THE LATEST: On June 20, 2023, a coalition of the country’s leading medical organizations representing hundreds of thousands of physicians dedicated to improving the health and well-being of women and families—including the American College of Obstetricians and Gynecologists (ACOG), the American Medical Association (AMA), and the Society for Maternal-Fetal Medicine (SMFM)—filed a friend of the court brief in the Supreme Court of Ohio in support of clinicians’ ability to assert claims on behalf of patients seeking abortion care. The coalition urges the Court to affirm earlier rulings by Ohio courts on the standing doctors have to challenge laws that ban patient care.   

The case is Preterm-Cleveland v. Yost, a challenge to Ohio’s SB 23 which bans abortion starting at approximately six weeks of pregnancy. The coalition is represented by Democracy Forward Foundation and The Chandra Law Firm LLC. 

In the brief, the coalition provides the court with research and information regarding the closeness and significance of the patient-physician relationship, which courts have long recognized is sufficient to establish a physician’s standing to bring a challenge on behalf of her patient. Further, the brief details the numerous hindrances patients face in asserting their own rights in light of the circumstances brought by SB 23, including a lack of resources and stigma around abortion access. Likewise, failing to preserve abortion access in Ohio would “negatively impact the health and wellbeing of people in Ohio.”

BACKGROUND:

On September 2, 2022, a coalition of  physicians and medical care facilities challenged Ohio’s SB 23, a law banning abortion starting at approximately six weeks of pregnancy. The American Civil Liberties Union, the ACLU of Ohio, Planned Parenthood Federation of America, and WilmerHale filed this  lawsuit in the Hamilton County Court of Common Pleas on behalf of Preterm-Cleveland, Planned Parenthood Southwest Ohio, Planned Parenthood of Greater Ohio, Women’s Med Group Professional Corporation, Northeast Ohio Women’s Center d/b/a Toledo Women’s Center, and Dr. Sharon Liner, an individual abortion provider, to protect the right to abortion in Ohio under the Ohio Constitution. That court blocked SB 23 as the case proceeds through the court system so that abortion continues to be lawful in most cases in Ohio up to 21 weeks and six days gestation. 

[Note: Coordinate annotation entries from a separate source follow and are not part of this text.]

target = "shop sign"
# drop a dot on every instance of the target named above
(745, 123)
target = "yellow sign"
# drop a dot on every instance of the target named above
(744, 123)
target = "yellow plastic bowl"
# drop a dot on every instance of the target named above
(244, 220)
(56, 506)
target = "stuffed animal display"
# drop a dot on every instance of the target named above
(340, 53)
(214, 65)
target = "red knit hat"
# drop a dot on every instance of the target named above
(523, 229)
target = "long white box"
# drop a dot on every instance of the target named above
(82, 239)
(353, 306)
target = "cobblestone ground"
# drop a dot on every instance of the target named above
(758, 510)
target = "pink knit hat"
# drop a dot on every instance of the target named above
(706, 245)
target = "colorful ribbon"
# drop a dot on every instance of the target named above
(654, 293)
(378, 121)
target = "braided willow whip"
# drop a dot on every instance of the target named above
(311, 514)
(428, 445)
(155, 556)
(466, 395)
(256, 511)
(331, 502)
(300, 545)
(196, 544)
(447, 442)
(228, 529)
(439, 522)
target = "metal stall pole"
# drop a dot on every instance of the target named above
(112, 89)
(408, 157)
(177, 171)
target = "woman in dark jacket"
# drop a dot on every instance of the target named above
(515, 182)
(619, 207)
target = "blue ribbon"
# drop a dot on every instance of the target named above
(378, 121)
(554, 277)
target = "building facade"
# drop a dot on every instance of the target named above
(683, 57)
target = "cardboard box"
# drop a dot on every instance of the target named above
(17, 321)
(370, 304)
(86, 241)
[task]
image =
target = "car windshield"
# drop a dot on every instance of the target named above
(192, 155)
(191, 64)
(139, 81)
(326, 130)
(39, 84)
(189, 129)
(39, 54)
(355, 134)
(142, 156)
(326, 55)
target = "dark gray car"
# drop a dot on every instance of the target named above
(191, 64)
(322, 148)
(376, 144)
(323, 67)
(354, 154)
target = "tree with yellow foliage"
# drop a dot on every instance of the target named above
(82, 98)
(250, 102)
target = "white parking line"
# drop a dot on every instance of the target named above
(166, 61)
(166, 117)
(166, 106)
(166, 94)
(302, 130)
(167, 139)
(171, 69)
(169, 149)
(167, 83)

The case is on appeal at the Supreme Court of Ohio, and the court is not currently considering the merits of the underlying claims at this stage. The questions before the court now are whether these physicians and medical care facilities have standing to bring this case on behalf of their patients’ interests, and whether the Ohio appeals court was correct in its determination that the State could not appeal the preliminary injunction in order to preserve the status quo of abortion access in Ohio.  

This question of standing has implications for both clinical practice and patient health.

Privacy, stigma, and cost concerns can hinder patients’ ability to advocate for their own constitutional rights to abortion care. These rights will not be properly defended unless physicians have standing to do so on their patients’ behalf. Any argument that there is not a “ close relationship” between clinicians and those seeking abortion care, or an assertion that those seeking care are not hindered in advocating for their own rights, is medically inaccurate and fails to appreciate clinical practice and patient experience.